Example: In one project, we analyzed the internal processes of the sales department. One of the planning steps consumed half a day on average and was carried out regularly. The organization was growing substantially, so that the process needed to be rethought for scalability. In a workshop, we modeled the current state of the process and analyzed possibilities for restructuring including the automated processing of data. We were able to eliminate all media discontinuities by fully digitizing the planning process through a web-application. Large parts of the data were then gathered and processed automatically. Overall, this led to significant time savings of up to 80% and further increased quality and transparency of this process.

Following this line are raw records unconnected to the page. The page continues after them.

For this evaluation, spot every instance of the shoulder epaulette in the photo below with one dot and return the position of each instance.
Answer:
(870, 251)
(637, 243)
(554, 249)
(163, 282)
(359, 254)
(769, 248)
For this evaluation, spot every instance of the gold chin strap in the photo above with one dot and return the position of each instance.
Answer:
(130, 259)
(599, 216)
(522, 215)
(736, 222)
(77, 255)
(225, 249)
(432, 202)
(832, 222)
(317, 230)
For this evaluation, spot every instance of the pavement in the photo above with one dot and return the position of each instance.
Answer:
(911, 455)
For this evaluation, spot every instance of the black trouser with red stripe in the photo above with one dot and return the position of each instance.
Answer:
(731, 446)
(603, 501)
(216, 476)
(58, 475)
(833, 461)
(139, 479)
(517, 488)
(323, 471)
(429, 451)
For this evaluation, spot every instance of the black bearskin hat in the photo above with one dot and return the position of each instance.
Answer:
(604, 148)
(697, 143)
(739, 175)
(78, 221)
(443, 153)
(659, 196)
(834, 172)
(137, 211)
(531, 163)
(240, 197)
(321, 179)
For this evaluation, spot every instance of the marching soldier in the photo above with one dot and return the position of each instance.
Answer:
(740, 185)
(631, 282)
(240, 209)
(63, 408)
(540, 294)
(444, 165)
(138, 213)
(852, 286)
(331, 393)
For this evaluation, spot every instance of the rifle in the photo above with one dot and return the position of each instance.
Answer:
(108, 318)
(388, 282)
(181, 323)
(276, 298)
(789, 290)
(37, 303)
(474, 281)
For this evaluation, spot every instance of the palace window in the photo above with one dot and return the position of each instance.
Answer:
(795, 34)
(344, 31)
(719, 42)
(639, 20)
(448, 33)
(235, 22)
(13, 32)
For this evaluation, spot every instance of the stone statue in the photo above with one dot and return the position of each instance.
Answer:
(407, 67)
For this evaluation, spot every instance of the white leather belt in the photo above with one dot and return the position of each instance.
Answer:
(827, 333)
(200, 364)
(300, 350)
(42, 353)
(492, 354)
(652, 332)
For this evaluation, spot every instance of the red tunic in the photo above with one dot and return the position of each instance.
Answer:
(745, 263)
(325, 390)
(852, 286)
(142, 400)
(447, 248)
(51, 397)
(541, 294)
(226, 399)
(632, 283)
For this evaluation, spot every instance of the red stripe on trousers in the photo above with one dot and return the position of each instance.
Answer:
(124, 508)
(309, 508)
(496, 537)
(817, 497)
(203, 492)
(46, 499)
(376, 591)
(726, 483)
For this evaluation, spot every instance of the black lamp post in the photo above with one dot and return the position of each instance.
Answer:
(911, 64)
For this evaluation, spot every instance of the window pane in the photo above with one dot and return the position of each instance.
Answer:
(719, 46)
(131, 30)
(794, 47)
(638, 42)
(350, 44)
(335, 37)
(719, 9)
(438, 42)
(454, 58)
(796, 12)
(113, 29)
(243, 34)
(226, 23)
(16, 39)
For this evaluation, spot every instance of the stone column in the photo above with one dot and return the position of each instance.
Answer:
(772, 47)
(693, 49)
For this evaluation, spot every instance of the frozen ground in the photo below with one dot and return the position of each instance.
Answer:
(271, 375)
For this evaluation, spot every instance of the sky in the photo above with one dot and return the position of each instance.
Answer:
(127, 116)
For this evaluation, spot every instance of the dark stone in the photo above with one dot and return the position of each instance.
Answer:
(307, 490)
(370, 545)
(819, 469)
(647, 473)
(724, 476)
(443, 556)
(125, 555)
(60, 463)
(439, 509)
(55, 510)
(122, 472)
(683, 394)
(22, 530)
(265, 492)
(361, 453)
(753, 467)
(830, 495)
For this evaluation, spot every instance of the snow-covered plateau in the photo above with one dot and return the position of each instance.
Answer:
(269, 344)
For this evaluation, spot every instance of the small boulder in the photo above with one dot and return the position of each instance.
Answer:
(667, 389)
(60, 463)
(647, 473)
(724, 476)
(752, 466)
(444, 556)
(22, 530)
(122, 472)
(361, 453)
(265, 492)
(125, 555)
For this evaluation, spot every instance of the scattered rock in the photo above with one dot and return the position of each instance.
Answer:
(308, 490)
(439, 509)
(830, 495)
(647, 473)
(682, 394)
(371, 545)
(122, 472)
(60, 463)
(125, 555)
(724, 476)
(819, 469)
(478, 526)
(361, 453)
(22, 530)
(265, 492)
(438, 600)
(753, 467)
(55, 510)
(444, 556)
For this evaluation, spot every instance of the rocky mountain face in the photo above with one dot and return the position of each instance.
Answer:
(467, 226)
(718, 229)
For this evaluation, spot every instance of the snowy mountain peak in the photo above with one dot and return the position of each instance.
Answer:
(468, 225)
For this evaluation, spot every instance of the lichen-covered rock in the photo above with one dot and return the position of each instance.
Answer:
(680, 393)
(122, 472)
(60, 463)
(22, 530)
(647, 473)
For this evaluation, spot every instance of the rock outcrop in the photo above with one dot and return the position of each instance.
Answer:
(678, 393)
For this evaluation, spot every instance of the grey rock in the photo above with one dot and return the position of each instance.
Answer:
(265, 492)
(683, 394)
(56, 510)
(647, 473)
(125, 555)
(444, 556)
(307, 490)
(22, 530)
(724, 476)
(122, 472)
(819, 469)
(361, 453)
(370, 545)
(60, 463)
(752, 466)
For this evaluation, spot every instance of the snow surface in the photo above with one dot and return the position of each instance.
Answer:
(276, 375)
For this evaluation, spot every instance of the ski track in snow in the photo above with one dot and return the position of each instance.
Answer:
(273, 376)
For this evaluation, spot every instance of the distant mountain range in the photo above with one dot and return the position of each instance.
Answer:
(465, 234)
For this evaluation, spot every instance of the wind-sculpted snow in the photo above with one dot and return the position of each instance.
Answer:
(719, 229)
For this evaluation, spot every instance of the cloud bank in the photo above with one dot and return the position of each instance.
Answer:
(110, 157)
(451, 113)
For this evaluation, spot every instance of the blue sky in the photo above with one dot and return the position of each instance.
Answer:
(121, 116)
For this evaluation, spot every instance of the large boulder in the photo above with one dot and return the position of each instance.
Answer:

2.2 Data understanding and preparation
The second important step is to understand and prepare the available data. Both technical and economic feasibility of a use case depend strongly on the data available, which makes use cases highly individual according to a company’s data situation. Therefore, several topics need to be taken into account when aiming to use data successfully. Put in simple terms, the following factors influence the potential of your data and how well you can build models from it. They can be considered as levels of data needs building on each other. Each level requires a certain maturity of the previous level:
1. Data sources and types
First, where does your data come from and since when are you recording it? Is it a structured SQL-Database, a sensor-stream, a manually filled spread-sheet-file, or something else? Data can be structured or unstructured. For example, a free text document like a project report or an invoice in pdf-format is considered unstructured data. If you have a form like a contact form on a website, then each field (e.g. name or email address) has a particular meaning. This represents structured data. Unstructured data is much harder to process and requires more steps to prepare the data.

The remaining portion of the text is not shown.